Modern storage stacks implement persistent memory which is a core component of
computing systems. This dissertation considers threats that affect the storage stack,
discussing solutions to analyze and reduce the resulting attack surface in pre- and
post-compromise scenarios.
On the attack surface analysis front, we first identified and studied a new class
of advanced attacks based on a timing side channel (pre-compromise scenario). The
latter originates from the filesystem deduplication feature of modern filesystems like
ZFS and Btrfs. We showed how an attacker can abuse the side channel to leak
sensitive data at the byte or block granularity, bypassing traditional filesystem access
controls. We proposed a mitigation where the read and write operations exhibit the
same behavior in the time domain, regardless of the presence of the data on storage.
To explore the post-compromise attack surface, we introduced lightweight instrumentation to track low-level storage operations, observing any malicious interactions with the storage stack. This was helpful to study an important class of persistent malware (bootkits) for a large period of time. As a result, we derived its storage-related characteristics and proposed mitigations for it.

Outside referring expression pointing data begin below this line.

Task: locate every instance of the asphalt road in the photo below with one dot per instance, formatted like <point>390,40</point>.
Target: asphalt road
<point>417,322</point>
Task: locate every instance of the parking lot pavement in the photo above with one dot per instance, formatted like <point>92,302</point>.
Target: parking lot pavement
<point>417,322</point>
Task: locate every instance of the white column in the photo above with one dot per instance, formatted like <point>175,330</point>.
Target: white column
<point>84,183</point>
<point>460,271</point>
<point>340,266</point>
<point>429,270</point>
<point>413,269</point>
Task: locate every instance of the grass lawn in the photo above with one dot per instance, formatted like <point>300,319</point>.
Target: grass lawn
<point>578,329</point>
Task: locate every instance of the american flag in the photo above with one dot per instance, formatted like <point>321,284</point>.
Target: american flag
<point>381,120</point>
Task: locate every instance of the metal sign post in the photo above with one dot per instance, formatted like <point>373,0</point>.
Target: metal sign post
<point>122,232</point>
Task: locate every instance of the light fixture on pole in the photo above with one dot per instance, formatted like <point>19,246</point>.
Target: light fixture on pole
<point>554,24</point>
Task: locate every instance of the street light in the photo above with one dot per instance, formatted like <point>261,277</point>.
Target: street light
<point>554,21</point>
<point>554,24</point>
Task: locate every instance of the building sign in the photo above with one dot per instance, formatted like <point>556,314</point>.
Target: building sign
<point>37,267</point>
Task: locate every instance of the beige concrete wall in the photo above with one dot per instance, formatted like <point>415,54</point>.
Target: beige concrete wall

On the attack surface reduction front, we first studied and proposed a generic
intrusion detection system for the virtualized storage stack with low overhead (pre-
compromise scenario). Next, we proposed a post-compromise solution for intrusion
recovery, which is operating system agnostic and uses heavyweight instrumentation
to precisely track malicious data through the system at the byte granularity. In the
process, we addressed important challenges such as reducing the semantic gap to
have a more precise recovery granularity and hiding the instrumentation overhead
by means of a decoupled security model.